Yesterday, the rain unrelentlessly pummelled the earth and winds were said to be worse than a typhoon that swept through in 1962. I watched people brace themselves before submitting their bodies to the mercy of the heavens. They ducked for cover, and raced haphazardly toward the nearest dry safe haven, as if they were under attack by enemy fire; an experience that was destined to leave them wind beaten, drenched and shivering.

While I fiddled with the car thermostat, in an effort to dry my own clothes and warm my body enough so as not to chip the remaining enamel off my violently chattering teeth, I noticed one poor bugger who I have longed pitied - the sign shaker for Little Caesar's Pizza.

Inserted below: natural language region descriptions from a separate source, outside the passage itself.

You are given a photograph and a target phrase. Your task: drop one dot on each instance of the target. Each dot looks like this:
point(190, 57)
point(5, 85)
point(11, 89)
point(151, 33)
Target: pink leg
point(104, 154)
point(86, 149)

We had these poor unfortunate souls in Australia too, although they worked for a different pizza chain. The sign shaker job must be one of the most boring, unstimulating, torturous, demeaningly mind numbing jobs I can possibly think of.

Some hard-up for cash person is employed to stand for hours, unenthusiastically shaking a big red number 5 at passing traffic. The sign states that a pizza costs $5....I guess, I haven't really read it in detail.

As you might expect, the staff turnover for this God awful job appears to be high, but can you imagine what the poor bugger on shift today might have said or felt when he got up this morning and saw a howling gale outside and sheet rain teeming down so hard the drops appeared to bounce off the road like rubber balls. My guess is, "F@*# that!" and then suddenly felt a migraine coming on.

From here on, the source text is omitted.